# Belated Gathering Trip Report



## MrFSS (Nov 20, 2009)

Most everyone who was at *The Gathering* who usually posts trip reports has done so. I'm not going to belabor what we have already learned from all those excellent reports, but wanted to share my pictures for any who might be interested.

MrsFSS and I, in addition to the Boston trip also traveled to Northern Wisconsin after we returned to Chicago from Boston. All together, over 740 pictures and you can pick and choose which ones you want to look at that are of interest to you.

If you go to *THIS* link it will have all the pictures divided up by different days and activities. Click on which ever one you like.

I have some videos I'll try to share later on.

Sharon and I had a great time, enjoyed meeting new folks and catching up with those we had met before.

What a great forum and membership we have.

Let's double the attendance in 2010!


----------



## Bob Dylan (Nov 20, 2009)

MrFSS said:


> Most everyone who was at *The Gathering* who usually posts trip reports has done so. I'm not going to belabor what we have already learned from all those excellent reports, but wanted to share my pictures for any who might be interested.
> MrsFSS and I, in addition to the Boston trip also traveled to Northern Wisconsin after we returned to Chicago from Boston. All together, over 740 pictures and you can pick and choose which ones you want to look at that are of interest to you.
> 
> If you go to *THIS* link it will have all the pictures divided up by different days and activities. Click on which ever one you like.
> ...


Thanks Tom for the great pics as always! Did you get to visit the NYC Museum, Ive seen it as Ive gone by on the LSL but never got to visit!

I didnt get to attend this years Gathering but thanks to yalls reports and pics it was the next best thing to bein g there!


----------



## MrFSS (Nov 20, 2009)

jimhudson said:


> Thanks Tom for the great pics as always! Did you get to visit the NYC Museum, Ive seen it as Ive gone by on the LSL but never got to visit!I didnt get to attend this years Gathering but thanks to yalls reports and pics it was the next best thing to bein g there!

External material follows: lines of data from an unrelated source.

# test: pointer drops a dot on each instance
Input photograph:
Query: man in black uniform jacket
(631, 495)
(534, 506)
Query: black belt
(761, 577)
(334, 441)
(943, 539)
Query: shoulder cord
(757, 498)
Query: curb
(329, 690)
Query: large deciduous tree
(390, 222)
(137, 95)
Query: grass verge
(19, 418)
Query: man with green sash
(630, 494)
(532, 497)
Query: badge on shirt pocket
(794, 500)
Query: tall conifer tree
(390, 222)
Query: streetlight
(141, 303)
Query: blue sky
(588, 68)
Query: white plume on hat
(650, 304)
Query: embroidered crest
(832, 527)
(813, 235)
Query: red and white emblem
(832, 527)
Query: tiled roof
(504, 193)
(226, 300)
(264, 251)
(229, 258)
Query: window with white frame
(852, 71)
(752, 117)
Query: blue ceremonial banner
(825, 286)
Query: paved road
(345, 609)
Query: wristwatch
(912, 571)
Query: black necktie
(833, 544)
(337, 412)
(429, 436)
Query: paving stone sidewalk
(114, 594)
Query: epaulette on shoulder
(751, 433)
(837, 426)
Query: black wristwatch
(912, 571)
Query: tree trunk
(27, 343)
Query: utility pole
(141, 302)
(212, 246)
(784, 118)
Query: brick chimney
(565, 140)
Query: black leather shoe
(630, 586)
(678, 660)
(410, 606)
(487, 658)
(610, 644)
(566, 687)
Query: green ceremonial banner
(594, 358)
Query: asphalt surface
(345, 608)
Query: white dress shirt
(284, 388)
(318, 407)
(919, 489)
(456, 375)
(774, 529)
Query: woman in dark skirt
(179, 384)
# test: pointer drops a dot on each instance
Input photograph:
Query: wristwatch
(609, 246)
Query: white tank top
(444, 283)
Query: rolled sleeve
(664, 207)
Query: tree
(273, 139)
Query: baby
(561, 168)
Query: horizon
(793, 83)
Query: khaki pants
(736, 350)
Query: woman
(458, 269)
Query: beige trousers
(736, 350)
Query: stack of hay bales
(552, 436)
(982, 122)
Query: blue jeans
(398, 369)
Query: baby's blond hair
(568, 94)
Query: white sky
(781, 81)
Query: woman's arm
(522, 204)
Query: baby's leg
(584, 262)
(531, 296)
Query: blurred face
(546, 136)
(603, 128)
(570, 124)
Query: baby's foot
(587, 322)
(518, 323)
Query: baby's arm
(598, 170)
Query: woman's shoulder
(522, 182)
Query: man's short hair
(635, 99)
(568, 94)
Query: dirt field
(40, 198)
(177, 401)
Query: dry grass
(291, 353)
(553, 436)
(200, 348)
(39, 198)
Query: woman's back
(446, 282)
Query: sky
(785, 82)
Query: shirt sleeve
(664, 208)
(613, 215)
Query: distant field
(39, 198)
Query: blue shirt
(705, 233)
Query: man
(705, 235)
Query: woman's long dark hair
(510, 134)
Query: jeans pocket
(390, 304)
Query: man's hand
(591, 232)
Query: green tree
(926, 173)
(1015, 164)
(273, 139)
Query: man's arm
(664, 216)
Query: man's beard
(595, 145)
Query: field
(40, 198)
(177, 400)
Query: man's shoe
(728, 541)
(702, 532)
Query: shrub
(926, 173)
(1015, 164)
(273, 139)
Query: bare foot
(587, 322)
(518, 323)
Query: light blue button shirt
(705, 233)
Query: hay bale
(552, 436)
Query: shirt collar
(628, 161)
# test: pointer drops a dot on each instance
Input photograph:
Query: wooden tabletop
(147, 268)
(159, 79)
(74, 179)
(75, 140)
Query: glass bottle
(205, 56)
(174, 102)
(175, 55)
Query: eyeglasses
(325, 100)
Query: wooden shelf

We didn't go to NYC so I missed that museum!


----------



## the_traveler (Nov 20, 2009)

I've only saw it numerous times while passing thru Elkhart on the LSL and CL. I've always wanted to visit. Now I just have to find an excuse to go to Elkhart! :lol:

Is there an Elkhart loophole? :huh:


----------



## the_traveler (Nov 20, 2009)

Tom, I wondering about something?



> First full day in *Bioston*


Where is Bioston? :huh: That's one of the few places I haven't been yet! I may want to add it to my total! :lol:


----------



## MrFSS (Nov 20, 2009)

the_traveler said:


> Tom, I wondering about something?
> 
> 
> > First full day in *Bioston*
> ...


OK - I fixed it.

And, I didn't realize Jim was talking about the Elkhart Museum. There are a few pictures from when we passed by. Many years ago it used to be a restaurant and I had eaten there in the rail cars a few times. But, the food was terrible.


----------



## Bob Dylan (Nov 21, 2009)

MrFSS said:


> the_traveler said:
> 
> 
> > Tom, I wondering about something?
> ...


Sorry I wasnt clear Tom about the NY Central Museum. As to the food on the cars thats usually the case when resturants are themed but I hear the food was very good on the old NY Central diners!  The loophole may not exist Dave but I have a hunch youll figure out something! :lol:


----------



## amtrakwolverine (Nov 21, 2009)

nice pictures. it was fun meeting everyone. hopefully i can get enough money to attend the next one.


----------



## cpamtfan (Nov 21, 2009)

Nice pictures! I noticed a few things interesting:

The picture with GG1 in the Amfleet II coach, it was unrefurbished  ! I was toatally sure that they had finished all of those cars with outlets, but I guess the 1% of them made it onto the LSL :lol: !

The day the Empire Service workers started that year of safety was the day I was riding one of the Empire service train  ! Guess I cause a safety issue :lol: !


----------



## Everydaymatters (Nov 25, 2009)

Nice pictures, Tom. Thanks.


----------